Parents’ dissatisfaction was first voiced in late April in an open letter from one man, Andrew Guttman, who condemed “a new obsessive focus on race and identity” at Brearley School, one of the best private schools in New York.
Guttman said the all-girls private academy was “trying to make her feel guilty” about her “skin color.”
Shortly afterward, a father whose daughter attended another prestigious school in Manhattan joined the initiative, announcing that he would no longer send her there.
“The school has resorted to censoring books and teaches the extremely contradictory idea that there are only two groups in this country, victims and oppressors,” the man said.
According to The New York Times, parents who have children in schools across the city have now formed an alliance against the “anti-racist courses,” which many schools have started to teach in connection with last year’s death of George Floyd and subsequent Black Lives Matter demonstrations across the United States that caused billions in damage and led to dozens of deaths.
The group, which calls itself the Foundation Against Intolerance and Racism (FAIR), claims that educational institutions promote “cynical and intolerant rhetoric”.

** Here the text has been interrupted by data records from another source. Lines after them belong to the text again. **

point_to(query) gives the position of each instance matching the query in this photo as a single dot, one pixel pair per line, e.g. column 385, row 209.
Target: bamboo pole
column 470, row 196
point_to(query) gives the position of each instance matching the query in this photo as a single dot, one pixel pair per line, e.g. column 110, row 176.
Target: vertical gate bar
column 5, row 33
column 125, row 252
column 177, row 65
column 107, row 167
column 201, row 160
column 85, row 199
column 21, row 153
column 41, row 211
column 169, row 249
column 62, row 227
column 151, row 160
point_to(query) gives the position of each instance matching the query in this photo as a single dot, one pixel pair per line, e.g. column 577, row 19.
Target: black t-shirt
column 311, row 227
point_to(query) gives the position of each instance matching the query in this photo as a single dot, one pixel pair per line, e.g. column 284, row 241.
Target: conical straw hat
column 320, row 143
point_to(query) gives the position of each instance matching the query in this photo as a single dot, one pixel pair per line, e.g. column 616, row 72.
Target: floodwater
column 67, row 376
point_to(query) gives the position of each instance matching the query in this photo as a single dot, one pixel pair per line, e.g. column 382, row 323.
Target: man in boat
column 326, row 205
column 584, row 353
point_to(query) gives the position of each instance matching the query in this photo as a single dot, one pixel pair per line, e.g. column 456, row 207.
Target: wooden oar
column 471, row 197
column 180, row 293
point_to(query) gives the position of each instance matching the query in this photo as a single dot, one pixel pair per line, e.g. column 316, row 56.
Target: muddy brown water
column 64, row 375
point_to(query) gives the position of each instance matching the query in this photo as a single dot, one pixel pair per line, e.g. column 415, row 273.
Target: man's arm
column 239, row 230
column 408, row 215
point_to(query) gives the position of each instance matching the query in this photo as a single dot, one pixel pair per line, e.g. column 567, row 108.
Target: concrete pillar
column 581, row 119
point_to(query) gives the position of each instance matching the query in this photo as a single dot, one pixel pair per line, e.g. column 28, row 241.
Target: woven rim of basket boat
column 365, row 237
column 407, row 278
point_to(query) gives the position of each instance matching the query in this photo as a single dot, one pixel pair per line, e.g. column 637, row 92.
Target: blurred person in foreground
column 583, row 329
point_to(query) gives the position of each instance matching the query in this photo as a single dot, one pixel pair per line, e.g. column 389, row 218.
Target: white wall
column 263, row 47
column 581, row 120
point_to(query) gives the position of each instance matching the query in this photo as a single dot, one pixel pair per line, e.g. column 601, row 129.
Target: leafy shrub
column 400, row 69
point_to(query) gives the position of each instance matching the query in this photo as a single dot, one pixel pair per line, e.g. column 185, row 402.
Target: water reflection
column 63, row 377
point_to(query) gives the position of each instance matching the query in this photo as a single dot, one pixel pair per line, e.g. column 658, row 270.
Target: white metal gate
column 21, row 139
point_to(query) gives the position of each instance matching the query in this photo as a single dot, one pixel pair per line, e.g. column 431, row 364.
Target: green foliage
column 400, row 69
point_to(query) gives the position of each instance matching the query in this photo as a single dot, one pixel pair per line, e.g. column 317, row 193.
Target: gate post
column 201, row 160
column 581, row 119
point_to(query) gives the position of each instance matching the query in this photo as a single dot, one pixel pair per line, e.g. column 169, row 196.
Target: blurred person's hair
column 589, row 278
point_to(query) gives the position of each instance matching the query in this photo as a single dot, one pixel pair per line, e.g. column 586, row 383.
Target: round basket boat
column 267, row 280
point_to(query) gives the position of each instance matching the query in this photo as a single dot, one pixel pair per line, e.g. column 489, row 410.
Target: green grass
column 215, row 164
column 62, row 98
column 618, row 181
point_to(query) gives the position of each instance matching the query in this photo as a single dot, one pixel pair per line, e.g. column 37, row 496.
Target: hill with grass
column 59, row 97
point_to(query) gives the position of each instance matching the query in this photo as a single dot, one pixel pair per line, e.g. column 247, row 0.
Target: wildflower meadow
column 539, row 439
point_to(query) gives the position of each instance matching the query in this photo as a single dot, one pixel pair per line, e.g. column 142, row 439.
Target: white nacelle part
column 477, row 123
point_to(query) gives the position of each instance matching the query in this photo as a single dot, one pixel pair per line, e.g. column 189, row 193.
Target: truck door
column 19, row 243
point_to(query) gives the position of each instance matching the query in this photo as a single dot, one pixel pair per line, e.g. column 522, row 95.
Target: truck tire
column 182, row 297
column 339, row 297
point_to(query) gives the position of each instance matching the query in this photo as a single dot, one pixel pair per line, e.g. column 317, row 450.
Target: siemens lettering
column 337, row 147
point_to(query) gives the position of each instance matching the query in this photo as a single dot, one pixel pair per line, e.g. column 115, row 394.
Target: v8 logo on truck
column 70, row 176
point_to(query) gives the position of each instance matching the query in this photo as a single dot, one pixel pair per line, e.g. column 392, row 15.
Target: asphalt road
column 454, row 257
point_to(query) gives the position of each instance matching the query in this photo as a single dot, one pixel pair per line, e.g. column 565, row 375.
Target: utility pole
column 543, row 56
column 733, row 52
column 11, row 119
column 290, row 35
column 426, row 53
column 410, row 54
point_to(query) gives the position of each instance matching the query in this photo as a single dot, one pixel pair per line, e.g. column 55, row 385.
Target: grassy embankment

“It obliges us to look at each other based on unchanging characteristics, such as skin color, gender, or sexual orientation,” the group says.
Its members also include the 45-year-old Guttman, who is behind the open letter to the management of the Brearley School, which charges parents $54,000 (€44,840) a year for their children’s education.
Guttman said the school’s new teaching desecrates Martin Luther King’s legacy by following “every element of education, every aspect of history, and every aspect of society through the lens of color and race.”
Another father, Harvey Goldman, said he dropped his nine-year-old daughter from Heschel School on Manhattan’s Upper East Side over the demagoguery.
“They taught my daughter that she had a White privilege. But we don’t have to apologize for that. If anyone suggests so, it’s an insult,” Goldman noted. “Little children don’t need to feel bad about the color of their skin. That’s what they’re teaching them, to feel bad about who they are.”
“Schools are supposed to be teaching you confidence,” he continued, and added that teachers and parents are “scared to say something.”
Goldman said the school suggested he remove his daughter from the school, which he did. He has moved to Florida and said he made sure to enroll her in a public school that did not include critical race theory (CRT) in its curriculum, which is “a controversial prescription for addressing racial issues centered around the idea of ‘white privilege,’” which “originated in universities and has spread to K-12 schools — both public and private.”
Brearley School leader Jane Fried said in a letter to the parents that many members of the school community considered Guttman’s views to be “deeply offensive and harmful.” Heschel School did not want to comment on the matter.
Lawyer Maud Maron said that parents of children in public schools also expressed displeasure.
“It’s a contradictory, ugly orthodoxy and a million-dollar industry,” said Maron, who has four children in city schools.
“This educational program started with good intentions, but it has become a cult. It’s very insidious because it looks good at first glance. Who wouldn’t want to take a course on how to be less racist,” she said. FAIR is now asking other parents to sign a petition “against disrespecting individuals based on the circumstances of their birth.” So far, 6,000 people have signed it.